Que “uno sea vegetariano y coma comida fresca” no garantiza eludir los problemas, planteaba, antes de la enfermedad, que se lo llevó a los 84 años. “La modificación de los genes en cualquier tipo de alimento tiene como objetivo una vida más larga en las góndolas del supermercado y una producción más intensiva, en algunos grados a niveles de locura”, por lo que también las frutas y verduras pueden intoxicar.

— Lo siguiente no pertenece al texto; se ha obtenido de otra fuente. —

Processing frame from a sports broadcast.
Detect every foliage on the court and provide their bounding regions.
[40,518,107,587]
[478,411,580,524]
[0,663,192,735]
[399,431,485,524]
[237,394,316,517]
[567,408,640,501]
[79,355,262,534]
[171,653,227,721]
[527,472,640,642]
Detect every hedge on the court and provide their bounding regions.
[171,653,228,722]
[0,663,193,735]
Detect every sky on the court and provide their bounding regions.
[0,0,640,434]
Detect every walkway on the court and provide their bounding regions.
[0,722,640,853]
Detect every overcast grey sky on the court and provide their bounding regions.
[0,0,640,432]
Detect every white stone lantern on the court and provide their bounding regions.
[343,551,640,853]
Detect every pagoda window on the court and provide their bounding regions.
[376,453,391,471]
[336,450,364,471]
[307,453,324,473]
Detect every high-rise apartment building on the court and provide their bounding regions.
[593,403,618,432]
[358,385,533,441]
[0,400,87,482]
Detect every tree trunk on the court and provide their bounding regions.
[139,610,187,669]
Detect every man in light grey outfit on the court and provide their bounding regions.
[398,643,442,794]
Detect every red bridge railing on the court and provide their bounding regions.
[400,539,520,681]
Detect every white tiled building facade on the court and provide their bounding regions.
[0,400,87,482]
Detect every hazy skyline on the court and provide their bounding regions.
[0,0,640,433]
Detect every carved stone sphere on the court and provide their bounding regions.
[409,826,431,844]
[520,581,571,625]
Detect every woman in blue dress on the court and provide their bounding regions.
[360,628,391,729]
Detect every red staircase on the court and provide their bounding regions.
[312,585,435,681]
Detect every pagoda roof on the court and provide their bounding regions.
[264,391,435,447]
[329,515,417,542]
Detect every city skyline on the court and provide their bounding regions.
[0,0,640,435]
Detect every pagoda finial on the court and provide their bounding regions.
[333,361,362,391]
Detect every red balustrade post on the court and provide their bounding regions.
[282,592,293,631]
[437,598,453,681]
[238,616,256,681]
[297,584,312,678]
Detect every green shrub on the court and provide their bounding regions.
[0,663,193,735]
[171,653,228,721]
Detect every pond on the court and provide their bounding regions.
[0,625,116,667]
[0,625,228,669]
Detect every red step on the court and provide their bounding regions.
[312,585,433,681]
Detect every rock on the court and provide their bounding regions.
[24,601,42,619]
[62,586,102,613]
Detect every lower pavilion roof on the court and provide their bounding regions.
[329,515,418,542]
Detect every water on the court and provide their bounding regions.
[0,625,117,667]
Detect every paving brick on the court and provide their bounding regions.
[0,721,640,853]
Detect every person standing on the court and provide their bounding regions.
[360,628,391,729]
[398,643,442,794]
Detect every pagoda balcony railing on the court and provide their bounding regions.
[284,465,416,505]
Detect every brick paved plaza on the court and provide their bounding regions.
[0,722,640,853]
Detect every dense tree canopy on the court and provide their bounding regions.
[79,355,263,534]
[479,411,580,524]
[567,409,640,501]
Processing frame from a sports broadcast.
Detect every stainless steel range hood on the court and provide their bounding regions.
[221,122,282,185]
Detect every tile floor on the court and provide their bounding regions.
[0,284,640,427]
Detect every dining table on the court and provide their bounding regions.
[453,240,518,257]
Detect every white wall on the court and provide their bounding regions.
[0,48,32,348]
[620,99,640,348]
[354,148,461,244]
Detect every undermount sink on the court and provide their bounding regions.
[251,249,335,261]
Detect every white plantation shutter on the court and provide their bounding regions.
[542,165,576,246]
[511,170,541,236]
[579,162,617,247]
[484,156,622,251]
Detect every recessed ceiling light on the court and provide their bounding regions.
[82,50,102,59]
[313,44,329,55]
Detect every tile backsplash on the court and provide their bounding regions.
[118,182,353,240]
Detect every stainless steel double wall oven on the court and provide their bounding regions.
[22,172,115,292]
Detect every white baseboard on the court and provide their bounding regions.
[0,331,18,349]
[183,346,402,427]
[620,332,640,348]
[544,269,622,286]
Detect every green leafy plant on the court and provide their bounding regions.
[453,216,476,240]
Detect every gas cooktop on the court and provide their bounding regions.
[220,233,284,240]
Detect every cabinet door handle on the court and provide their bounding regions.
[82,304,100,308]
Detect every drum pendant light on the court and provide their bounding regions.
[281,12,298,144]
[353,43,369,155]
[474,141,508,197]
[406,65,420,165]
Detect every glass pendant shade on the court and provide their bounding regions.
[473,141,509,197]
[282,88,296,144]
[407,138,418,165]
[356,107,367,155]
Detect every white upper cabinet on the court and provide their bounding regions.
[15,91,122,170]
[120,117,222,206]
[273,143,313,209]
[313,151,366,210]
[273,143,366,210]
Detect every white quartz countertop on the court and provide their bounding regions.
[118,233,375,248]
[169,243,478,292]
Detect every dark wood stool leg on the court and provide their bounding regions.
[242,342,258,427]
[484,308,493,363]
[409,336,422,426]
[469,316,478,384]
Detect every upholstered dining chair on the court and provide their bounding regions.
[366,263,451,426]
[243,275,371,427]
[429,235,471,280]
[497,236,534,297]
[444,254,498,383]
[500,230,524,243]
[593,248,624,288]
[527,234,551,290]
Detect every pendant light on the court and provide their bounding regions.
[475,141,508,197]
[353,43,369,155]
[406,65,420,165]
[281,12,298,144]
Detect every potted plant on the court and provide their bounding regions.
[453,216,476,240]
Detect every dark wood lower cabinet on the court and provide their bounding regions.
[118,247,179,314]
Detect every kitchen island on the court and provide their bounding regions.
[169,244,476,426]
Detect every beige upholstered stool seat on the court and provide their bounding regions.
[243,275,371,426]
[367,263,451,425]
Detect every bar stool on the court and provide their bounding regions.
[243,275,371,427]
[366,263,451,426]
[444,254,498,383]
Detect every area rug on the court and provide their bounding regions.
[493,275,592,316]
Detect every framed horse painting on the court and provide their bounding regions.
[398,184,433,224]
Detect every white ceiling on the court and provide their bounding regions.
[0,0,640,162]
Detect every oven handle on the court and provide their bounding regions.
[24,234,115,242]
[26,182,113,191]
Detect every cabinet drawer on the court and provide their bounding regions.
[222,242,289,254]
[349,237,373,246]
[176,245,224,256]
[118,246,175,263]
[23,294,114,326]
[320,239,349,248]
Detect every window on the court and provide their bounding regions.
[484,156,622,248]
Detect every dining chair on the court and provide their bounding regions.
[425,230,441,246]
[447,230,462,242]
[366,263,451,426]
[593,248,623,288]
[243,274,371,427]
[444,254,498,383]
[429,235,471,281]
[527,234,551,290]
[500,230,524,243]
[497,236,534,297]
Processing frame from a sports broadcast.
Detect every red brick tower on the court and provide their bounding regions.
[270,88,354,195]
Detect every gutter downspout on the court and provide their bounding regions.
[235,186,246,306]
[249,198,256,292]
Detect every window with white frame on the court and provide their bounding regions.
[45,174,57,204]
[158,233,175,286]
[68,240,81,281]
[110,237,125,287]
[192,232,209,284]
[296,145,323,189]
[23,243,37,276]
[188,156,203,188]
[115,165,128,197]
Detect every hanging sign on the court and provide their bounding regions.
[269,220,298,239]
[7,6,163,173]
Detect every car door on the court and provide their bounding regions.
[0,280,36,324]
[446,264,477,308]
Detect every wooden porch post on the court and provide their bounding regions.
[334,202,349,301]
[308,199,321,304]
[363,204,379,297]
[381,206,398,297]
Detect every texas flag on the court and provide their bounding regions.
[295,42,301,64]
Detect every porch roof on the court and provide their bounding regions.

“Cada vez hay más testimonios de laboratorios químicos independientes que sostienen que la ingesta de productos transgénicos termina resintiendo el organismo”, decía Grinberg, que sentía que el poder de las grandes marcas ocultaba la realidad insoslayable de que -antes de la epidemia del Covid- por primera vez en la historia de la humanidad había largas colas en las farmacias.